Rien de tel avec TikTok. Le fait d’être chinois semble dorénavant suffire à Donald Trump. Le réseau social a, en effet, déployé en vain d’importants efforts pour apparaître le plus américain possible, en nommant notamment un ancien de Disney à la tête de TikTok.
Washington envoie ainsi un message clair à Pékin : les États-Unis feront tout “pour empêcher l’émergence d’un champion chinois de l’internet qui réussit à s’imposer à l’international, quelle que soit la manière dont il est dirigé”, souligne le Wall Street Journal.
L’affaire TikTok a “fini de convaincre Pékin que tout ce qui compte pour les États-Unis s’est d’éviter que les entreprises chinoises puissent concurrencer les groupes américains dans le domaine technologique”, poursuit le quotidien américain.
C’est qui le patron ?
Si Donald Trump a finalement accepté que Microsoft puisse avoir le beurre — c’est-à-dire TikTok aux États-Unis —, il veut récupérer une partie de l’argent du beurre. “Un pourcentage substantiel du prix de vente va devoir être reversé au Trésor public, car c’est nous qui rendons cette transaction possible”, a-t-il déclaré, suscitant l’incrédulité et l’ire d’une partie des médias. “C’est du capitalisme de gangster”, a ainsi écrit sur Twitter The Intellectualist, un site libéral d’information, tandis que le site Axios trouve que le procédé “est très proche de l'extorsion de fonds”.

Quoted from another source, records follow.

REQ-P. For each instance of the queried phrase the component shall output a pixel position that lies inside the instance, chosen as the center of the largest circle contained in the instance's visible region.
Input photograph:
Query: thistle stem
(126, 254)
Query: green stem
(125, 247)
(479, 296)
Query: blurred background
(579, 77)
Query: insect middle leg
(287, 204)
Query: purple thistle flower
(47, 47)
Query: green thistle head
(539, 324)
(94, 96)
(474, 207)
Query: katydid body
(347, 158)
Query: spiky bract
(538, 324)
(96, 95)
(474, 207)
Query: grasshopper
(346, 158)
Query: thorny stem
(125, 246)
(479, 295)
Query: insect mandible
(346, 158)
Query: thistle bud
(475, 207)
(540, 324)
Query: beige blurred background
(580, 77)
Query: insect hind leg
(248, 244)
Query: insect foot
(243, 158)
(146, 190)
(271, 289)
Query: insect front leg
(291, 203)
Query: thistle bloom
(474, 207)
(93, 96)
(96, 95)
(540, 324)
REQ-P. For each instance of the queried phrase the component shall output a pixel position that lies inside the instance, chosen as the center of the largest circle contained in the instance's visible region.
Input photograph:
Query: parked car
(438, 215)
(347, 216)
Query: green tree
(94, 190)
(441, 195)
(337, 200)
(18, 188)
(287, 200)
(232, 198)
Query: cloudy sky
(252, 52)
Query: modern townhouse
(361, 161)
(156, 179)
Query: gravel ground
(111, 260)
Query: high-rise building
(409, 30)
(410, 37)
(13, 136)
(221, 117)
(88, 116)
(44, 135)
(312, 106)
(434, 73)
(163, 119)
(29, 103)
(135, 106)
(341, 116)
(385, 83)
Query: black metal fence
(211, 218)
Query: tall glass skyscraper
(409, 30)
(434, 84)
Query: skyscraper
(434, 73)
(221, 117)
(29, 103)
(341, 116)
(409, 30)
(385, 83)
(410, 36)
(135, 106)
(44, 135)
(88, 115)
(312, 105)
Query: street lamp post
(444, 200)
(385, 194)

This is gangster capitalism. https://t.co/PCGxLdIg52
— The Intellectualist (@highbrow_nobrow) August 4, 2020La grande majorité des réactions déplorent ainsi l’attitude de Donald Trump, comparé à un maître-chanteur, envers Microsoft. Mais cette revendication, aussi inédite soit-elle de la part d’un chef d’État, représente aussi une manière pour le président américain de rappeler qui est le boss.
Au niveau national, d’abord : “Ixl agit comme le PDG de l’entreprise États-Unis, suggérant qu’il ne peut pas y avoir d’importante transaction sans son aval et sans bénéfice pour lui”, soutient le New York Times.
Sur la scène internationale, Donald Trump cherche aussi à humilier Pékin avec cette sortie. Il veut, non seulement, forcer la Chine à renoncer à sa première application Internet à avoir réellement percé à l’international, mais en plus il fait savoir que cela va lui rapporter de l’argent. “L’une des raisons pour lesquelles il s’était d’abord opposé à l’achat de TikTok par Microsoft, est qu’il ne voulait pas que cette transaction enrichisse Pékin”, affirme le Financial Times.
La provocation de trop ?
Pas étonnant dans ces circonstances que la Chine ait très mal pris l’offensive anti-TikTok. “Arrêtez de politiser les questions commerciales, arrêtez d’abuser du concept de sécurité nationale et de pratiquer la discrimination [à l’égard des entreprises chinoises, NDLR]”, a réagi le ministère chinois du Commerce. La presse officielle a été plus violente, qualifiant Washington de “lâche” pour ce que le Global Times a qualifié de refus de pratiquer une compétition commerciale honnête avec les entreprises chinoises.
Mais au-delà de l’indignation, le Global Times reconnaît que la Chine dispose, cette fois-ci, de peu d’armes pour répondre. La plupart des réseaux sociaux américains - Facebook, Twitter ou encore YouTube - sont déjà interdits en Chine.
Il reste Apple. Sur les réseaux sociaux chinois, des internautes ont commencé à appeler les autorités à forcer la marque à la pomme à vendre ses activités en Chine. Mais “vu le cours boursier d’Apple actuellement, cela risquerait de coûter très cher à Pékin”, note John Gruber, l’un des meilleurs spécialistes américains de la marque à la pomme. La Chine va donc devoir trouver autre chose que son habituel stratégie de répondre “œil pour œil, dent pour dent” à chaque sanction américaine. Au risque d’envenimer encore plus la situation.